By Pam Martens and Russ Martens: March 12, 2020 ~
Making the most unprecedented announcement in the history of Wall Street, the Federal Reserve Bank of New York announced today that it will be offering $500 billion in 3-month repo loans to its primary dealers (Wall Street trading firms) today at 1:30 p.m. That $500 billion comes on top of the $198.10 billion the New York Fed loaned the street in its morning repo operations.
Tomorrow, the New York Fed said it will offer its primary dealers another $500 billion in a 3-month loan and another $500 billion in a one-month loan, bringing the two-day total to potentially more than $1.7 trillion being offered at super low interest rates. (The Fed will also offer its regular one-day loan of $175 billion tomorrow.)
These are staggering, unprecedented sums being offered by the Fed while it simultaneously claims that the Wall Street banks have adequate capital. The fact that the Dow was down another 2,000 points this morning and the stock market was locked, limit down, shortly after the opening bell certainly played a role in the decision. (The New York Stock Exchange suspends all trading for 15 minutes when the S&P 500 Index drops 7 percent, which it did shortly after the opening bell at 9:30 a.m. today.)
To prop up the stock market further, the Fed announcement indicated that the $500 billion in 3-month loans and $500 billion in one-month loans will be offered weekly “for the remainder of the monthly schedule.” That means $1 trillion a week will be available at below-market interest rates. That will be on top of the $175 billion the Fed is offering daily in one-day loans and the $45 billion it is offering each Tuesday and Thursday in 14-day loans. This is a dramatic expansion of the Fed’s balance sheet to support Wall Street — all without one vote, or debate, or hearing occurring in Congress.

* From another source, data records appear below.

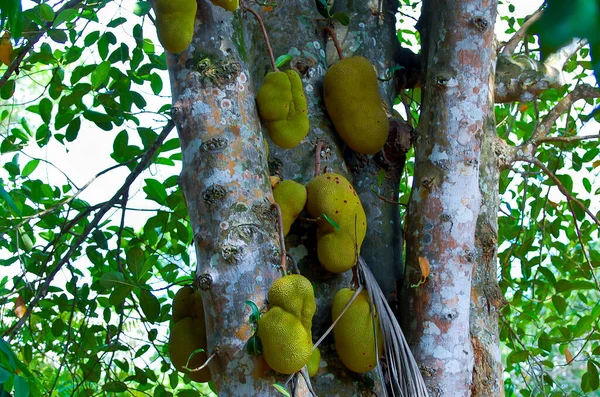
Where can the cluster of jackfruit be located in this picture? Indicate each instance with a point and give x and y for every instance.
(285, 329)
(175, 21)
(282, 106)
(188, 334)
(332, 198)
(353, 103)
(354, 333)
(291, 197)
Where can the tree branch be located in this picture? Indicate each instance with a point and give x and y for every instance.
(17, 61)
(511, 45)
(570, 198)
(43, 289)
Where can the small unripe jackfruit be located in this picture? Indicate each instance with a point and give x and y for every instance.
(175, 23)
(229, 5)
(314, 362)
(331, 196)
(282, 106)
(188, 335)
(291, 197)
(285, 330)
(353, 103)
(286, 343)
(353, 333)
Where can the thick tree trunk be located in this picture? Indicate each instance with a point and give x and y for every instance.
(446, 201)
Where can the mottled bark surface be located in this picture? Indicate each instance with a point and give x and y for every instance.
(446, 199)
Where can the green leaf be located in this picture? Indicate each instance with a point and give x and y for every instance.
(65, 15)
(155, 190)
(112, 279)
(46, 12)
(343, 18)
(255, 315)
(150, 305)
(100, 74)
(135, 261)
(282, 60)
(6, 197)
(281, 389)
(332, 222)
(45, 108)
(559, 303)
(141, 8)
(115, 387)
(21, 387)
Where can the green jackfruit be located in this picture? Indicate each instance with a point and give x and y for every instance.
(188, 335)
(313, 363)
(332, 195)
(285, 330)
(353, 103)
(229, 5)
(353, 333)
(286, 343)
(291, 197)
(294, 294)
(282, 106)
(175, 23)
(183, 304)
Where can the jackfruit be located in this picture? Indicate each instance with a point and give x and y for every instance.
(314, 362)
(353, 333)
(6, 49)
(188, 334)
(229, 5)
(282, 106)
(354, 105)
(183, 304)
(286, 343)
(294, 294)
(285, 330)
(291, 197)
(175, 23)
(330, 197)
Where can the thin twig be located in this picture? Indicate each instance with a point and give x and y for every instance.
(559, 185)
(281, 237)
(511, 45)
(14, 65)
(265, 35)
(43, 289)
(336, 43)
(318, 157)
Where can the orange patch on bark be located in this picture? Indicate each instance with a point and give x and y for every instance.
(243, 332)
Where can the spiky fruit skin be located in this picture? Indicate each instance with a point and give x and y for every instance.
(229, 5)
(313, 362)
(285, 330)
(188, 333)
(286, 343)
(282, 106)
(353, 333)
(175, 23)
(354, 105)
(5, 49)
(332, 195)
(291, 197)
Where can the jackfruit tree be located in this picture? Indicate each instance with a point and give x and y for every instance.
(187, 187)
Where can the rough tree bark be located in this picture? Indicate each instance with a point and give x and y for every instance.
(445, 208)
(225, 178)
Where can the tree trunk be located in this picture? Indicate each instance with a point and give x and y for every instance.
(226, 185)
(446, 201)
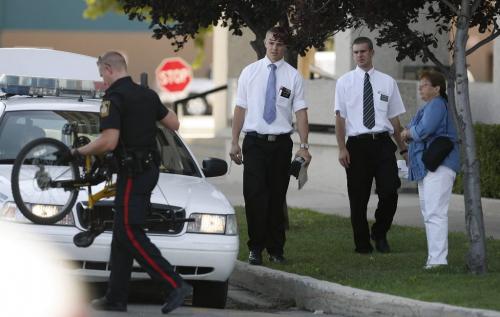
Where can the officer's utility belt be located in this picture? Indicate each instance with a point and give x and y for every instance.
(136, 161)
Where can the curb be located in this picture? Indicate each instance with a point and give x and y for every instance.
(315, 295)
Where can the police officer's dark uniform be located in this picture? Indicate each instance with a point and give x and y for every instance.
(134, 110)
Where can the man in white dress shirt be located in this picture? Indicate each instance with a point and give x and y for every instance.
(367, 106)
(270, 91)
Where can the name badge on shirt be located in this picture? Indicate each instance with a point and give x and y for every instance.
(285, 92)
(105, 108)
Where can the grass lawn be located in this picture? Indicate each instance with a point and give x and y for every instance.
(321, 246)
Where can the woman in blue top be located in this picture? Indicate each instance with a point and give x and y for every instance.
(434, 188)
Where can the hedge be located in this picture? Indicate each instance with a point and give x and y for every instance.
(488, 152)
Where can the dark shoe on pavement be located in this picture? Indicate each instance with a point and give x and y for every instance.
(255, 258)
(277, 258)
(365, 250)
(381, 245)
(104, 304)
(176, 297)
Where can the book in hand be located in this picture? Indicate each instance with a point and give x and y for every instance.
(298, 168)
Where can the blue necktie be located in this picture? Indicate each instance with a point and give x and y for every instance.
(368, 110)
(270, 106)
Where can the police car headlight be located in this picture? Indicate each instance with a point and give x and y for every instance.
(215, 224)
(10, 212)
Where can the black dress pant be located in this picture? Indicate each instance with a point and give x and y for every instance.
(132, 203)
(265, 183)
(372, 159)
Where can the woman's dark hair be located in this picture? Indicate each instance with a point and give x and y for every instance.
(436, 79)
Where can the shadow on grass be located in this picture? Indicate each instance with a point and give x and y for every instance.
(321, 246)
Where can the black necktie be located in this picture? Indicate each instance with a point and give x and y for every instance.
(368, 110)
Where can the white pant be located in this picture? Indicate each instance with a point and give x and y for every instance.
(435, 192)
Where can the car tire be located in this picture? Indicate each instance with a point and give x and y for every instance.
(197, 106)
(210, 294)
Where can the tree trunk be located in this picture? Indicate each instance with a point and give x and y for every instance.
(476, 258)
(258, 45)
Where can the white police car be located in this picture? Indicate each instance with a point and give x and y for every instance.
(37, 101)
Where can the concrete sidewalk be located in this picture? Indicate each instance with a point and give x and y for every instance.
(326, 192)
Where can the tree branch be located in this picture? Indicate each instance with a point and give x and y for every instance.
(489, 38)
(451, 6)
(433, 58)
(474, 7)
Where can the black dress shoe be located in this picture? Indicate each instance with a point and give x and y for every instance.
(176, 297)
(255, 258)
(382, 245)
(104, 304)
(277, 258)
(366, 250)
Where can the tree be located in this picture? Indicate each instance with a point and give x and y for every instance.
(181, 20)
(456, 18)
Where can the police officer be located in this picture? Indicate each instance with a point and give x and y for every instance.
(129, 113)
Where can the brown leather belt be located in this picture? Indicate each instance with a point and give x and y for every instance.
(268, 137)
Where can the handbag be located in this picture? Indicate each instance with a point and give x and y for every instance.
(438, 150)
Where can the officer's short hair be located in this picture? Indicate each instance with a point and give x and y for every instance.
(363, 40)
(113, 59)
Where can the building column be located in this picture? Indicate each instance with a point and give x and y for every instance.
(219, 77)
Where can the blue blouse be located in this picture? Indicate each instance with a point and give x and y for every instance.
(430, 121)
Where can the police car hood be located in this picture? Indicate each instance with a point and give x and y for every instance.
(194, 194)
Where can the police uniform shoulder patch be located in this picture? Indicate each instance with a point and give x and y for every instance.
(105, 108)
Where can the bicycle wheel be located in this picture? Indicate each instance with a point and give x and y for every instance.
(37, 166)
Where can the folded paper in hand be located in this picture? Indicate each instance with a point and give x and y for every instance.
(402, 169)
(298, 168)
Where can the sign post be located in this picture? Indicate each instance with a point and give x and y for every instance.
(173, 74)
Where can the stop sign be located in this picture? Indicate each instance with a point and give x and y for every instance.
(173, 74)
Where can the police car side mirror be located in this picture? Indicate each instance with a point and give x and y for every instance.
(213, 167)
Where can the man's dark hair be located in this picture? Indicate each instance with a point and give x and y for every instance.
(363, 40)
(112, 59)
(279, 33)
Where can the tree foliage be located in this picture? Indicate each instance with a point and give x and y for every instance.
(310, 22)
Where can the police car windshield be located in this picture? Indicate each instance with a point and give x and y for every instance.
(17, 128)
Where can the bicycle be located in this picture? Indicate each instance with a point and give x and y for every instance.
(45, 183)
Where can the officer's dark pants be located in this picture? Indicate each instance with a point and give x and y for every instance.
(372, 159)
(130, 242)
(265, 183)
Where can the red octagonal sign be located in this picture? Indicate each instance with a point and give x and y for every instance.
(173, 74)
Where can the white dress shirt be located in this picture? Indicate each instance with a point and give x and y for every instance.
(349, 101)
(251, 96)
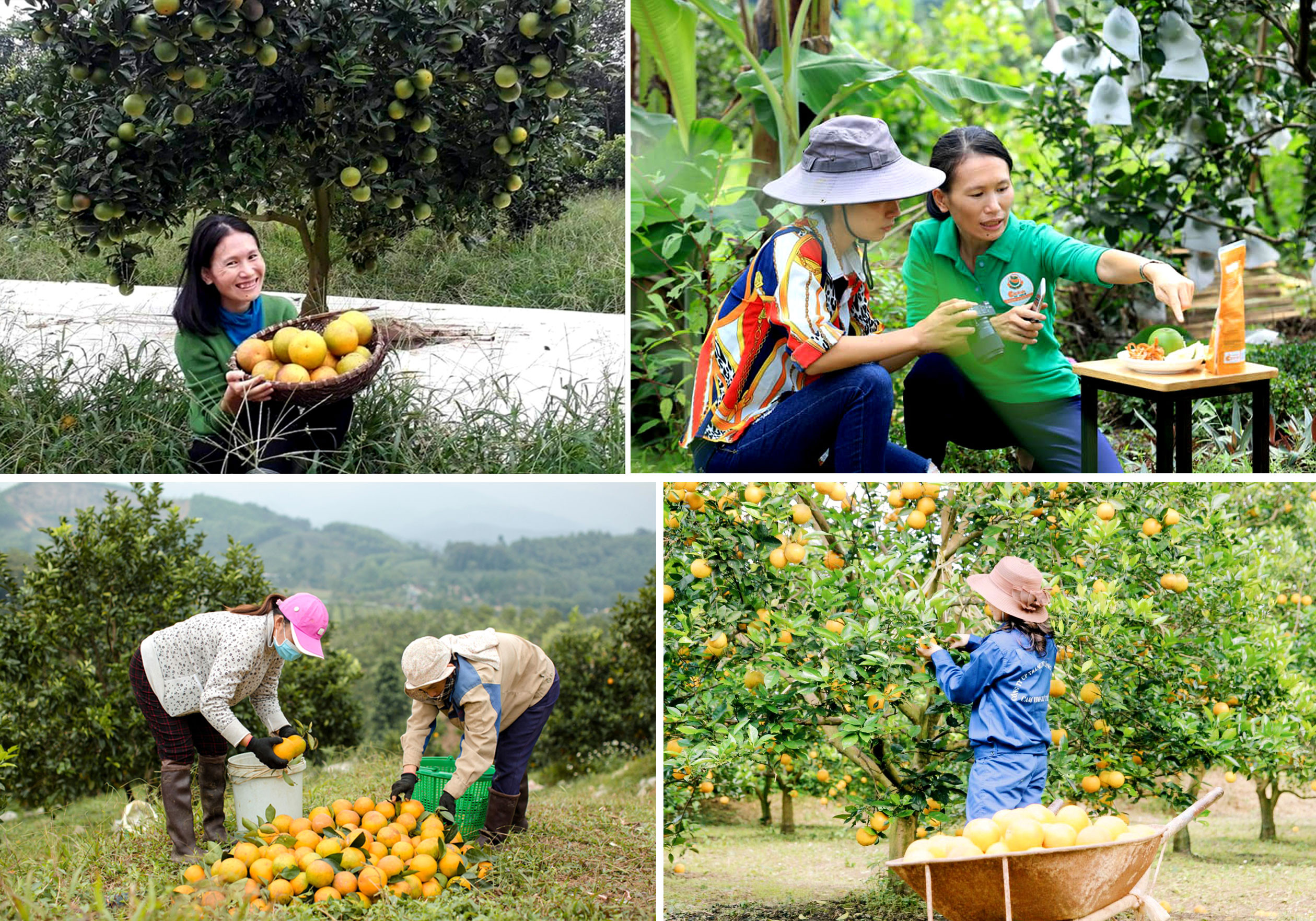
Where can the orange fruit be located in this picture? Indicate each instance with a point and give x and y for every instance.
(262, 869)
(452, 864)
(391, 865)
(281, 891)
(320, 874)
(373, 820)
(371, 881)
(321, 821)
(231, 870)
(330, 846)
(345, 882)
(424, 866)
(1023, 833)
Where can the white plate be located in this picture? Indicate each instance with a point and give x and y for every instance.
(1144, 366)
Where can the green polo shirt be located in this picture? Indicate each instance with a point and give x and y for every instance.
(204, 361)
(1006, 275)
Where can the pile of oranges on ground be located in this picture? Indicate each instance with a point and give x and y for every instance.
(1015, 831)
(346, 850)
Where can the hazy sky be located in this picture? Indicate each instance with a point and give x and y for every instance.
(414, 509)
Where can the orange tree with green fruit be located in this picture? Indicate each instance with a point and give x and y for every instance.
(361, 118)
(1284, 757)
(793, 612)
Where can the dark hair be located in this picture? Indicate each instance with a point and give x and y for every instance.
(257, 610)
(1038, 633)
(196, 308)
(953, 148)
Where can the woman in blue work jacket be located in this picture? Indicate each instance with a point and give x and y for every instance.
(973, 252)
(1007, 681)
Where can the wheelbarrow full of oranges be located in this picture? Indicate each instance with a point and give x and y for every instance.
(1084, 882)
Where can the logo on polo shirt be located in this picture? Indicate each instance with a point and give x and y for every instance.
(1016, 288)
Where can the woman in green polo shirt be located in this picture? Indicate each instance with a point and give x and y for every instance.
(1030, 395)
(236, 428)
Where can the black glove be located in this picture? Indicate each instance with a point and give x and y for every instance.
(403, 788)
(264, 750)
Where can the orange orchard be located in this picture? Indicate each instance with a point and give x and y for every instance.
(1158, 675)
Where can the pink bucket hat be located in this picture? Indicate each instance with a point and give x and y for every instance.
(1016, 587)
(310, 620)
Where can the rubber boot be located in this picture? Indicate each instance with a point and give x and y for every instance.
(177, 796)
(498, 820)
(212, 775)
(519, 823)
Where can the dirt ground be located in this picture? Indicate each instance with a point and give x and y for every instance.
(744, 871)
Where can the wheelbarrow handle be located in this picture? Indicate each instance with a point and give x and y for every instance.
(1191, 812)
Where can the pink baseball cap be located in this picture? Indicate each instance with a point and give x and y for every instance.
(310, 620)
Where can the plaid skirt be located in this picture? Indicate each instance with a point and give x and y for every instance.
(177, 737)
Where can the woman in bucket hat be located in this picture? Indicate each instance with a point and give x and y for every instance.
(499, 690)
(189, 677)
(795, 366)
(1007, 681)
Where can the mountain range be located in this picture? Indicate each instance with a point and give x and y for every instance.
(364, 565)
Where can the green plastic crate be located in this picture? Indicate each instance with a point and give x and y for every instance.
(472, 806)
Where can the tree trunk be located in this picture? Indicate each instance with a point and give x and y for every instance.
(318, 258)
(787, 812)
(899, 835)
(1268, 794)
(1182, 840)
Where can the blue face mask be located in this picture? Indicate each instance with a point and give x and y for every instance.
(286, 650)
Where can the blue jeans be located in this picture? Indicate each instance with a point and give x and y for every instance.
(1003, 779)
(942, 405)
(844, 414)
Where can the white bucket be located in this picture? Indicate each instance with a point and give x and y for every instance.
(255, 788)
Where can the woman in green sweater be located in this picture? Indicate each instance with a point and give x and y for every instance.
(975, 250)
(236, 428)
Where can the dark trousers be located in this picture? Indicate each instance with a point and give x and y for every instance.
(278, 437)
(516, 742)
(942, 405)
(845, 415)
(176, 736)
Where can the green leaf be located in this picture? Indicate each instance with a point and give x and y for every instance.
(668, 32)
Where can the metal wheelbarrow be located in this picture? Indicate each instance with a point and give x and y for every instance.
(1081, 883)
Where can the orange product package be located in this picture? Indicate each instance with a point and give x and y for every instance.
(1227, 352)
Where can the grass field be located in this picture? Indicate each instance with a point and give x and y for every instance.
(576, 263)
(746, 871)
(60, 415)
(589, 857)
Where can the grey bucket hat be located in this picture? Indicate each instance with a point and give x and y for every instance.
(852, 160)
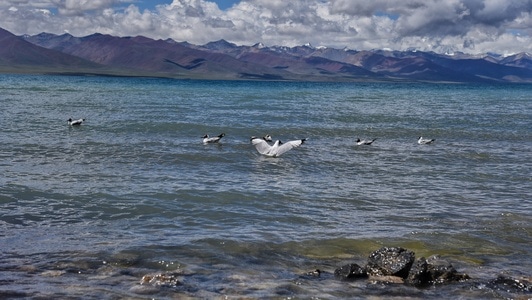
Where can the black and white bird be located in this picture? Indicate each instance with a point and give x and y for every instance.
(214, 139)
(423, 141)
(275, 150)
(75, 122)
(365, 142)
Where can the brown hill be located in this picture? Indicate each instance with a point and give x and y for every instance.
(18, 54)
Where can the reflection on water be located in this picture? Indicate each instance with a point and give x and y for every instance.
(133, 192)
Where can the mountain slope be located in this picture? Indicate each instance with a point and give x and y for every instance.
(141, 56)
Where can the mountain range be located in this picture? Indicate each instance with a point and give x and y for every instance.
(101, 54)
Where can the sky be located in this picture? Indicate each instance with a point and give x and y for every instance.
(444, 26)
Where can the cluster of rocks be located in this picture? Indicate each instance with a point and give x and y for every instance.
(398, 265)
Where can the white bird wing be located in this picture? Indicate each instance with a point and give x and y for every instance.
(279, 150)
(261, 145)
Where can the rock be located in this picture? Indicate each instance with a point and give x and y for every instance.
(510, 285)
(167, 279)
(350, 272)
(390, 261)
(441, 271)
(386, 279)
(419, 274)
(433, 270)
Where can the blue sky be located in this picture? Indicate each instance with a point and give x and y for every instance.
(443, 26)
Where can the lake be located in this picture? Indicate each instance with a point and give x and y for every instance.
(89, 211)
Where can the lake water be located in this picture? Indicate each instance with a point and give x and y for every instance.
(87, 212)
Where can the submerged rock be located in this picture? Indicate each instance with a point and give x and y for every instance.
(390, 261)
(398, 265)
(511, 285)
(433, 270)
(166, 279)
(419, 274)
(441, 271)
(350, 272)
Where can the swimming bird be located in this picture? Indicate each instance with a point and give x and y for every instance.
(275, 150)
(75, 122)
(365, 142)
(214, 139)
(423, 141)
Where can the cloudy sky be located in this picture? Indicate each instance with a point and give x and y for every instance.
(471, 26)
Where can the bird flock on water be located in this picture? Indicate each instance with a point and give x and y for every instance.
(262, 144)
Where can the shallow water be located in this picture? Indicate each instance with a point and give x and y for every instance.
(88, 211)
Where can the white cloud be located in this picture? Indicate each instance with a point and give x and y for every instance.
(457, 25)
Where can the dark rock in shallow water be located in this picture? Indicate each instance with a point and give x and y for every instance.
(419, 274)
(510, 285)
(350, 272)
(441, 271)
(433, 270)
(164, 279)
(394, 261)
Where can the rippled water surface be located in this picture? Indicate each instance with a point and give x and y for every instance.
(87, 212)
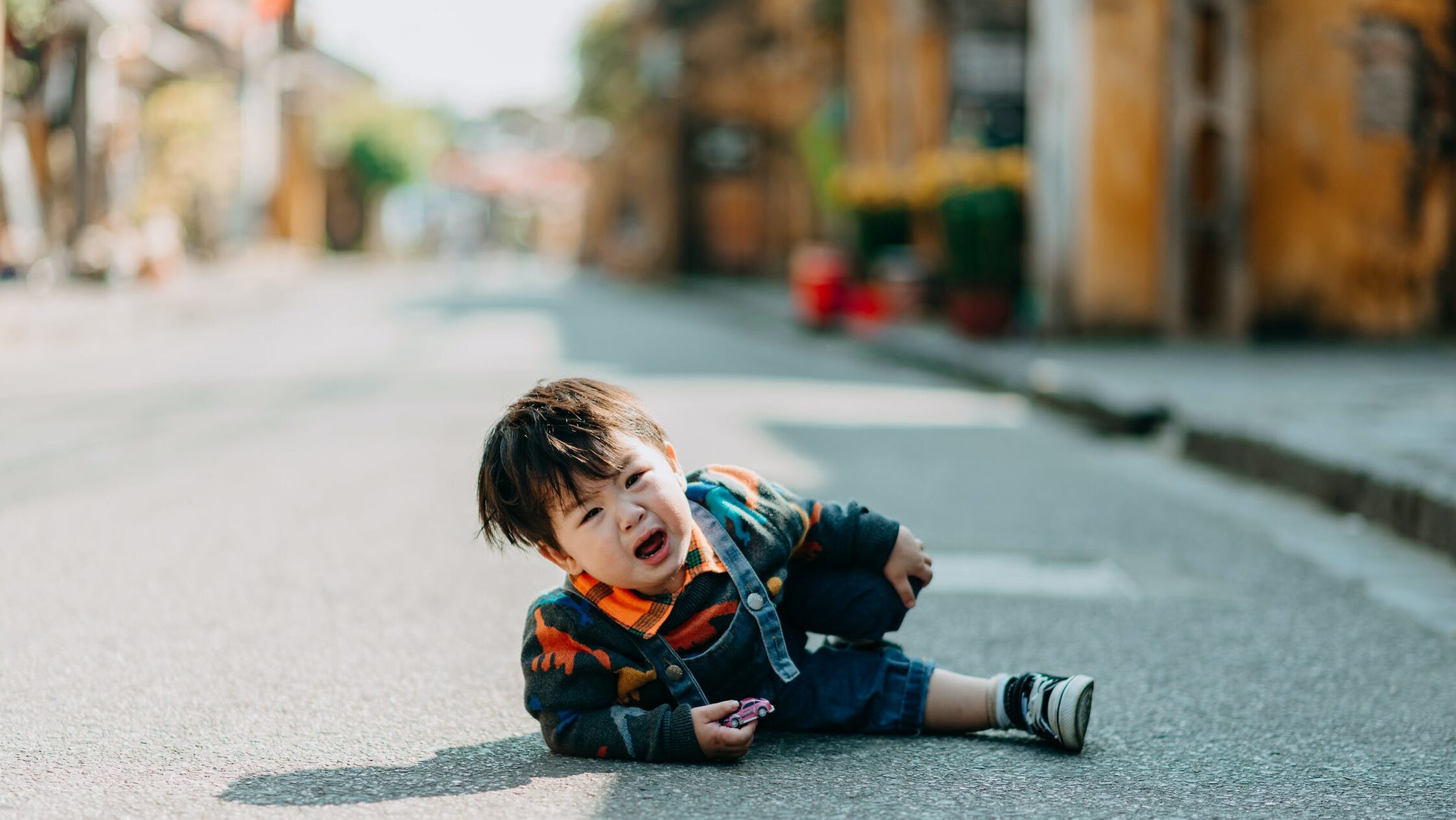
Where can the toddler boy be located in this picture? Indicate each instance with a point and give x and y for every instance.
(686, 593)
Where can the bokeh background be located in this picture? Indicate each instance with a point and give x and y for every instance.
(1165, 168)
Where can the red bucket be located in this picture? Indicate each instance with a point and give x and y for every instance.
(817, 279)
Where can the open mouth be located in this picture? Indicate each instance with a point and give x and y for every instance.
(653, 548)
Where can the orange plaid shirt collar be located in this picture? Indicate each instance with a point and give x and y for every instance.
(644, 615)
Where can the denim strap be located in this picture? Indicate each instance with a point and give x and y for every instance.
(749, 584)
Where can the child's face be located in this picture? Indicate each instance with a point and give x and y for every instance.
(631, 532)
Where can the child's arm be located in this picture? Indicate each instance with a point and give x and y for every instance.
(825, 532)
(573, 690)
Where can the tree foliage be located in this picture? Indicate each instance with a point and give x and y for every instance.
(606, 59)
(383, 143)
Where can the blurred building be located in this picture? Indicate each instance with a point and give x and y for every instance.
(708, 175)
(1231, 166)
(1187, 168)
(136, 130)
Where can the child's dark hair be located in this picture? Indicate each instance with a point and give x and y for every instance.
(549, 442)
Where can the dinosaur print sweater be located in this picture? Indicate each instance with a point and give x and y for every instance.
(589, 685)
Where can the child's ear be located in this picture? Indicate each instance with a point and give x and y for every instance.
(672, 459)
(567, 563)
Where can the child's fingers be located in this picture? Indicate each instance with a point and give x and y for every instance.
(742, 740)
(717, 711)
(906, 593)
(925, 573)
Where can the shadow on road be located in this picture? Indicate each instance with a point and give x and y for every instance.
(466, 769)
(830, 766)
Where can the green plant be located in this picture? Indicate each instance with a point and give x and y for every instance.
(606, 60)
(382, 143)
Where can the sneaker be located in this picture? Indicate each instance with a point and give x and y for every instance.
(1050, 707)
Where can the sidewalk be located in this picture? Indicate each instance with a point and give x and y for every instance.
(1363, 429)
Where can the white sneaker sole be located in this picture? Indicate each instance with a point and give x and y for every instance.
(1072, 711)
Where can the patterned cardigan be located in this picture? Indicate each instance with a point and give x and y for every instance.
(593, 690)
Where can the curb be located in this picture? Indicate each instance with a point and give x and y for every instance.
(1411, 512)
(1408, 510)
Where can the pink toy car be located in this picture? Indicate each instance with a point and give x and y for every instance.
(749, 711)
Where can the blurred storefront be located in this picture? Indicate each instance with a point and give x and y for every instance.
(1222, 168)
(707, 175)
(133, 131)
(1183, 168)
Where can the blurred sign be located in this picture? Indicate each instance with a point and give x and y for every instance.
(271, 9)
(989, 63)
(725, 149)
(1388, 54)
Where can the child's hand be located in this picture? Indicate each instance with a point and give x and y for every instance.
(907, 560)
(720, 742)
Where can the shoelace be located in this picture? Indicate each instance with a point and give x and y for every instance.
(1034, 705)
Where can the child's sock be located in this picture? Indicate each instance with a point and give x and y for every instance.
(996, 702)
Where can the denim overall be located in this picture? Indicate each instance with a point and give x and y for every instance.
(830, 689)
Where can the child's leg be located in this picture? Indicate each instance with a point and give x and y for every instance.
(852, 604)
(1047, 705)
(957, 702)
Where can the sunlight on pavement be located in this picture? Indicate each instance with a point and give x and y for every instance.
(727, 420)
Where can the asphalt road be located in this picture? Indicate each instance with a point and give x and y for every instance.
(239, 571)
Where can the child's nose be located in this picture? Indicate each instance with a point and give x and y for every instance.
(630, 514)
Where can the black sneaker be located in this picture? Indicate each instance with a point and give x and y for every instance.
(1050, 707)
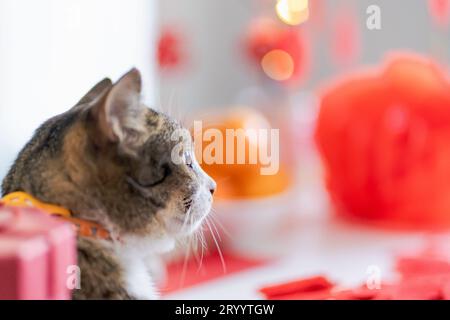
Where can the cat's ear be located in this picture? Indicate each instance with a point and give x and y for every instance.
(121, 116)
(97, 91)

In addition, the Fed announced that its $60 billion purchase of Treasury bills (up to a one-year maturity) will now be expanded to include “purchases across a range of maturities to roughly match the maturity composition of Treasury securities outstanding.”
The Fed said that its Open Market Desk plans to make “purchases across eleven sectors, including nominal coupons, bills, Treasury Inflation-Protected Securities, and Floating Rate Notes. The distribution of purchases across sectors will be the same distribution as the Desk uses to reinvest principal payments from the Federal Reserve’s holdings of agency debt and agency MBS in Treasury securities.”
The Fed has, in other words, officially launched its second bailout of Wall Street since 2008 and QE4.
The Dow Jones Industrial Average was down over 1900 points when the Fed made that announcement. The Dow then shaved 500 points from its losses and was hovering around a negative 1400 points at 1:26 p.m.